# K3B not recognizing DVD burner after udev upgrade

## K-Dawg

Hi all, I recently followed the gentoo udev upgrade guide but I am currently running into some stumbling blocks w/ my dvd drive.  Before I of course had the /dev/cdroms/cdrom0 or cdrom1 that were symbolic links to /dev/hdc /dev/hdd.  After the udev upgrade my cd/dvd devices have seemed to disapear in /dev.  This has also happened on another box of mne w/ just a cdrw drive in it.  Since the upgrade didnt work and I really need to burn a knoppix 4.0 dvd .iso I figured I would just remove udev revert back to the old kernel option and copy over the new kernel to /boot and reboot and have the old devfs system working to where my cd/dvd drives would show up in /dev/cdroms but this is not working now as well and the entries are just gone.

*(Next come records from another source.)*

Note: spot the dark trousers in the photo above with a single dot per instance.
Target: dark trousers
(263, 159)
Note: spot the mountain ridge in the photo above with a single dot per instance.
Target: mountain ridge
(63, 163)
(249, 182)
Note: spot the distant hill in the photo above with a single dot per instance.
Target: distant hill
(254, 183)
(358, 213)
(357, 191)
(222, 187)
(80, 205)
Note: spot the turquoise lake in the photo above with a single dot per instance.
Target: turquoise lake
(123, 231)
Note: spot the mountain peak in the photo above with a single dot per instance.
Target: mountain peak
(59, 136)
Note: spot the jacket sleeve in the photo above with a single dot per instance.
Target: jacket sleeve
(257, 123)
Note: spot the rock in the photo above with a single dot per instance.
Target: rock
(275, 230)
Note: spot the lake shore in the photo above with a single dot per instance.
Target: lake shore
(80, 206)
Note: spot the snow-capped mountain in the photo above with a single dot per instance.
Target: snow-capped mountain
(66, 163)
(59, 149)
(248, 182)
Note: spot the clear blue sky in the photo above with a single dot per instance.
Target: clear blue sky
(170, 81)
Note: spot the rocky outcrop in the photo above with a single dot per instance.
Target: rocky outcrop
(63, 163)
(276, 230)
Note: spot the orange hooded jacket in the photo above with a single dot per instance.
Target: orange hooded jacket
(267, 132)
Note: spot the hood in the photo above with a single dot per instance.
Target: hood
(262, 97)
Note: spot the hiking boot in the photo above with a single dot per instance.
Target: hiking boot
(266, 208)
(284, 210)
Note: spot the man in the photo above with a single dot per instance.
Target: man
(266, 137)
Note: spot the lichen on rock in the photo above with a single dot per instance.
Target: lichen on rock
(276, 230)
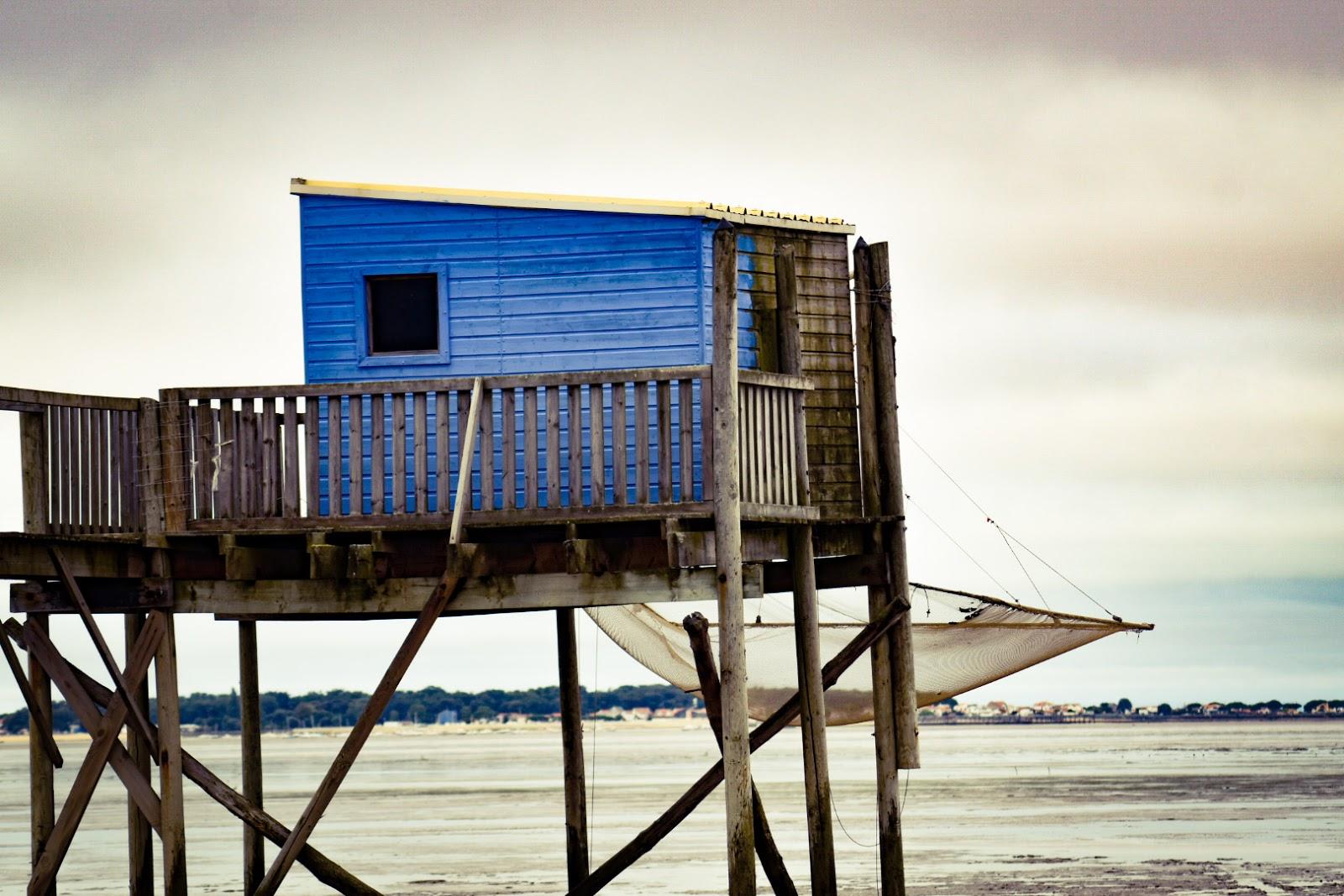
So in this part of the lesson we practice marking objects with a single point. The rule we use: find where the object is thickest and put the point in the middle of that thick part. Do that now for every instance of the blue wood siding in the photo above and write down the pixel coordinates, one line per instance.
(528, 291)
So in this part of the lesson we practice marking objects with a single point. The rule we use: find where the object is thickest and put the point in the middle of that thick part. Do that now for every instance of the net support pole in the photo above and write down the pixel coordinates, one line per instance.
(249, 716)
(879, 597)
(893, 506)
(40, 770)
(172, 822)
(727, 542)
(816, 774)
(571, 735)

Could someone please help out and point me in the right direction as to getting this working again, I am in desperate need of gettin this working properly w/ either devfs or udev...just as long as all fo my stuff works (everything else seemed to be ok).  All help would be greatly appreciated.

Thanks

----------

## dan2003

Hey this sounds very simailr to my problem..

The issue is with (in my case) /dev/hdc not being created.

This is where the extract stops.